1. b. I don't think one RT should have to round on more than four vents in an ICU. That takes in consideration getting the Q3 vent checks in as well as all the little abg/vbg/mvo2/mini bal/coding patients/new admits going crazy that pop up like they do. I once had an ICU that started with 3 vents, and then ended up with 9 at the end of my shift. Can we say tbh, fml. Oh, and a floor added on to all that nonsense. This is a staffing issue. There are 8 therapists on the shift, one supervisor, and 8 ICUs.  Let's not even get into the floors/ER that have to be tacked onto the assignments. I'd be interested to hear how other hospitals are staffed, so if you feel strongly about therapist to vented patient ratios, leave me a comment.

2  b. False. I'm a fan of lower tidal volumes and higher rates, so I set the rate high to blow off CO2 to compensate for a low bicarb. No one knew where the acidosis came from, but yet the NP wanted to start weaning the rate on a perfect gas before we even knew where the met acidosis came from. Why would you start weaning the minute volume before addressing WHAT KIND OF ACIDOSIS IT IS/FIXING THAT FIRST?! Once the acidosis is starting to be resolved, I'm perfectly fine with weaning rates, but not when the bicarb on the patient is SIX. Ok, rant is mostly over.

3. E. Very rarely will someone step up and be accountable for a mistake. The other day I saw a cardio-thoracic surgeon causing a huge scene in the ICU because a resident didn't order a mixed venous on his patient who was in heart failure. Well, mister CT surgeon, you can yell and scream all you want at us about accountability, but you were the one that did a mitral valve repair and coronary arterial bypass graft x2 open heart on pump on a ninety-something year old with multiple comorbidities.

4. d. all of the above. heh.

5. Every single bit. a b c d. But answer E really ruffles my feathers because these patients are on one of our vents for MAYBE one hour, and are charged about 3k because someone's feeling lazy. Sigh, oh the issues with healthcare.

Anyway. Quiz time is over for now. Just another way to skillfully organize my complaints over the last few weeks.

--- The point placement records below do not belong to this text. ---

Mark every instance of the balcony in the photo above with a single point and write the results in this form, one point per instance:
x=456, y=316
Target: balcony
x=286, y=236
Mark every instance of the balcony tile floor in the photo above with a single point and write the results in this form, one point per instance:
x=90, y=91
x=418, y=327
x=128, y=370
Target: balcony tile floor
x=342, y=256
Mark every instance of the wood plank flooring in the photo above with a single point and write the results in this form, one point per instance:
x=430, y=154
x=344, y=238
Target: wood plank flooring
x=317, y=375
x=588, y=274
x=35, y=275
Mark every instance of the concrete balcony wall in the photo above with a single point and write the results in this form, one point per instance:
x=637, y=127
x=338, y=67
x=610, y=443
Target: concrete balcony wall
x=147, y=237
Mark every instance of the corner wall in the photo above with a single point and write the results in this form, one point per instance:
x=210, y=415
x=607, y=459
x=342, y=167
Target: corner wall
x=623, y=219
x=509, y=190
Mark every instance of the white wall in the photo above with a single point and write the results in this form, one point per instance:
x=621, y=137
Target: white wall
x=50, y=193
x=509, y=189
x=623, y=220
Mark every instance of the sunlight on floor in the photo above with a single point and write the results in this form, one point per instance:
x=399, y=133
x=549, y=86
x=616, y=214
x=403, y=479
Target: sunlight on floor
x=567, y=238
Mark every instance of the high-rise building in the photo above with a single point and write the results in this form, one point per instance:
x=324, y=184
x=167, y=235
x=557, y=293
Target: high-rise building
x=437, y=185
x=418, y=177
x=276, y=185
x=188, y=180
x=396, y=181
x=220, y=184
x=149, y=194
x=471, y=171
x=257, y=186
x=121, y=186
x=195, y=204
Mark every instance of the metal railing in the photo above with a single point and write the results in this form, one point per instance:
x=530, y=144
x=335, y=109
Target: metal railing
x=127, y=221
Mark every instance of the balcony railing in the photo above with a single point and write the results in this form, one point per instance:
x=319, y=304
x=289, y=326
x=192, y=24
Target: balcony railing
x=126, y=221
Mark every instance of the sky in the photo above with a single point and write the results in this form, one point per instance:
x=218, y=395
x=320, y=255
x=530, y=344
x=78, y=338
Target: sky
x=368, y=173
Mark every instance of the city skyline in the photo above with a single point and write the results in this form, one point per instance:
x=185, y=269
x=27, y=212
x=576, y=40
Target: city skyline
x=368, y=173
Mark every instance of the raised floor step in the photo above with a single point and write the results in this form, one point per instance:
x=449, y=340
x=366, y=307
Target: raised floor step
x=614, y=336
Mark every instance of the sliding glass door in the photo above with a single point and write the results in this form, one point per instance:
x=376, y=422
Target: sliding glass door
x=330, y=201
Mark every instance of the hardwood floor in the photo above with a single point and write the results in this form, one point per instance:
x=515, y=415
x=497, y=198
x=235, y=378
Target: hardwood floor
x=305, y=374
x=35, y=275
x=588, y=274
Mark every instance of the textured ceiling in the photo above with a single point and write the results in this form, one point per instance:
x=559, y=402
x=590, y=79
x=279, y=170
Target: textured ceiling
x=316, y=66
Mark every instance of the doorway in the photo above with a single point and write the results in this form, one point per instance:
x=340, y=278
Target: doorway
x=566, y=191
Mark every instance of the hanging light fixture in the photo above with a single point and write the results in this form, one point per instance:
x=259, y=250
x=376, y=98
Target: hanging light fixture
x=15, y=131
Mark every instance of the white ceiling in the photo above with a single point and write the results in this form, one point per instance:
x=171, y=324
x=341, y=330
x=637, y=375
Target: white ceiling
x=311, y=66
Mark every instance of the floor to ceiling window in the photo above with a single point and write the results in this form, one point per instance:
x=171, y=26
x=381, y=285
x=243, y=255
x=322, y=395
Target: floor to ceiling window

I think I've touched on this subject before, but I'm going to go here again anyway. I believe in hospice 100% for end of life care. I also believe that having a solid plan put together for a senior citizen would save a whole hell of a lot of money for the patients, hospitals and the government. But shhhh. No one likes to talk about death, and how most people face their last day on earth as torture with tubes in every orifice. The old and dying population account for 80% of healthcare costs, but yet family members still want everything done to their 92 year old grandma that is constantly aspirating her tube feeds and has basically no sedation because the PA wants to be "progressive" and not use continuous drips of seditives. Next stop for grandma is trach and peg land, and then get ready for some faaaantastic nursing home care that will include huge decubitus ulcers, and some kind of new antibiotic resistant super bug that's been going around in that facility. But the last stop is back to the hospital and into the ICU/ED where we will still try and keep her alive by shoving needles in her for central lines, a-lines, and doing cpr that will most undoubtedly crack a few of her frail ribs. All of that, or, grandma gets to be in her warm bed at home with fido curled up by her side, all of her loved ones next to her, and the hospice nurse dosing her up on morphine to help ease the pain and work of breathing from her heart slowly giving out.

I just don't think the general public is aware of this. I wish that weren't the case, I honestly do.